Archival using data stream store:
As  new data is added to existing and the old ones retired, the data storage  grows  to a very large size. The number of active records within the store may only be a fraction and is more often segregated by a time window. Consequently software engineers perform a technique called archiving which moves older and unused records to a tertiary storage. This technique is robust and involves some interesting considerations. We compare this technique as applied to relational tables with a similar strategy for streams we take the example of an inventory table with assets as records.
The assets are continuously added and retired. Therefore there is no fixed set to work and the records may have to be scanned again and again.  Fortunately, the assets on which the  archiving action needs to be performed do not accumulate forever as the archival catches up with the rate of retirement. 
The retirement policy may be dependent not just on the age but several other attributes of the assets. Therefore the archival may have policy stored as a separate logic to evaluate each asset against. Since the archival is expected to run over and over again, it is convenient to revisit each asset again with this criteria to see if the asset can now be retired. 

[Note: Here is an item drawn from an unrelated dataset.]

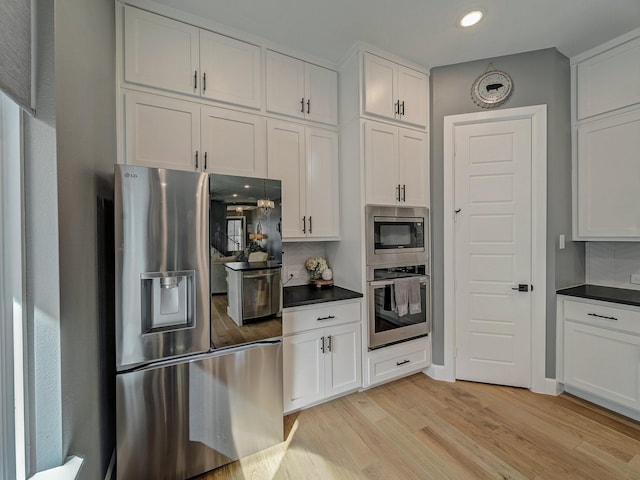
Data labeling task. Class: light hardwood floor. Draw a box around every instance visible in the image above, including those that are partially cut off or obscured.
[198,373,640,480]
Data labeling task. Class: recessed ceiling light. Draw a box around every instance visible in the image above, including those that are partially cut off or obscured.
[458,10,484,27]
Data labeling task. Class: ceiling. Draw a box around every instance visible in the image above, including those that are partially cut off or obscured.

The archival action may fail and the source and destination must remain clean without any duplication or partial entries. Consider the case when the asset is removed from the source but it is not added to the destination. It may be missed forever if the archival fails before the retired asset makes it to the destination table. Similarly, if the asset has been moved to the destination table, there need not be another entry for the same asset if the archival runs again and finds the original entry lingering in the source table. 
This leads to a policy where the selection of the asset, the insertion into the destination and the removal from the original is done in a transaction that guarantees all parts of the operation happen successfully or are rolled back to just before these operations started. But this can be relaxed by adding checks in each of the statement to make sure each operations can be taken again and again on the same asset with a forward only movement of the asset from the source to the destination. This is often referred to as reentrant logic and helps take action on the assets in a failsafe manner without requiring the use of locks and logs for the overall set of select, insert and delete.
The set of three actions mentioned above only work on one asset at a time. This is prudent and mature consideration because the storage requirement and possible changes to the asset is minimized when we work on one asset at a time instead of several.  Consider the case when an asset is faultily marked as ready for retirement and then reverted back again. If it were part of  a list of say ten assets that were being archived, it may affect the other nine to be rolled back and the actions repeated by excluding the one. On the other hand, if we were to work with only one asset at a time, the rest of the inventory is untouched.
With programmability for streams, it is relatively easy to translate the operations described above to a stream store. The streams have bands of cold, warm and hot data with progressive frontiers that make it easy to adjust the width of each region. The stream store is already considered durable and fit for archival, so the adjustment of width alone can overcome the necessity to move data. Some number of segments from the cold store can become candidates for off site archival.